Tal situação é gravíssima, pois traz o risco de permitir que alguém possa fazer um pedido de registro de candidatura natimorto apenas para confundir os eleitores e bagunçar o processo eleitoral, causando um desperdício de dinheiro público, de tempo da população, e consumindo a credibilidade da própria democracia.
Bem, num quadro deste, alguém que pode dizer que, para evitar este imbróglio, bastariam aos tribunais superiores julgarem rapidamente os recursos, evitando que a situação sub judice se prolongue até o momento das eleições, e assim também evitando que o povo vote em quem está com "candidatura sob condição". Mas, bem sabemos que o processo eleitoral se dá num curto espaço de tempo, e, mesmo que os tribunais superiores consigam julgar todos os recursos em tempo anterior às eleições, pode acontecer de a população ser confundida com tal situação no curso do processo eleitoral.

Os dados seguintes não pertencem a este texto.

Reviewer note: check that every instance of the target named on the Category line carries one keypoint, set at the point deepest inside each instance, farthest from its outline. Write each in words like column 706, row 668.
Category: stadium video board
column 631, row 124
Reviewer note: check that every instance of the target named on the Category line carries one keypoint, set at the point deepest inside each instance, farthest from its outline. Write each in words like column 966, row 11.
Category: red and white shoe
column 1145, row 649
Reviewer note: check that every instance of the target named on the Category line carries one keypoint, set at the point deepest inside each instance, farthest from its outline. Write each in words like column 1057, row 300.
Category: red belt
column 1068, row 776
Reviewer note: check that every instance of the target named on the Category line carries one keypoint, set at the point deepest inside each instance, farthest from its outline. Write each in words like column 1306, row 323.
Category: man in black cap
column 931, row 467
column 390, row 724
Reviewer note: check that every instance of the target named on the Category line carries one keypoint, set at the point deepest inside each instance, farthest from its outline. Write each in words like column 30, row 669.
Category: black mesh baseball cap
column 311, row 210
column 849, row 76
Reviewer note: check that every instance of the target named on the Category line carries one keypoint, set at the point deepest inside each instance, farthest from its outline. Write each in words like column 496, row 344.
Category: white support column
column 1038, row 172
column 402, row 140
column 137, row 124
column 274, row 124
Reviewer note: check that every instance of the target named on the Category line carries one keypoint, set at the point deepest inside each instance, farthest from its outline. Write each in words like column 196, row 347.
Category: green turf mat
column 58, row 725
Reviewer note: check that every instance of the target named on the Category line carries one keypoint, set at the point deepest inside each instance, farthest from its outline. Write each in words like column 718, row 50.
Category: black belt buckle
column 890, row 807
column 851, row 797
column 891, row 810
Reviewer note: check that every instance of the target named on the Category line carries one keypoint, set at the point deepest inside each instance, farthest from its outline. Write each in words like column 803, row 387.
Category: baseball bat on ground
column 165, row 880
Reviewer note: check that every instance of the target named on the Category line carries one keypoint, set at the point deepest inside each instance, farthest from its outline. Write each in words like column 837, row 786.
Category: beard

Por outro lado, o que acontece se não julgar tais recursos do candidato sub judice e como já ocorreu o Brasil, tal candidato vier a ser eleito. Aí teremos um enorme problema, pois uma vez que seja cassado o registro depois de eleito "sub judice", toda a eleição será anulada, pois não mais existe a regra de que o segundo colocado assume. Novas eleições deverão ser feitas. Irão dizer, se ganhar ou perder os recursos, que o resultado foi no "tapetão".
Para evitar isso, além da celeridade no julgamento dos pedidos de registros de candidaturas natimortos, e das respectivas impugnações que a elas sejam feitas, e seus respectivos recursos, lembramos que não pode ser esquecida a figura da tutela provisória (de urgência e da evidência) prevista no Código de Processo Civil que pode ser utilizada no direito processual eleitoral, inclusive no âmbito recursal, para evitar o desvario de pedidos de registro de candidatura natimortos destinados unicamente a ferir a liberdade do eleitor.
Infelizmente, não é o que não pode ser e não é, porque candidaturas natimortas, não só nascem como crescem, produzem efeitos e morrem, não sem antes putrefazer a própria democracia.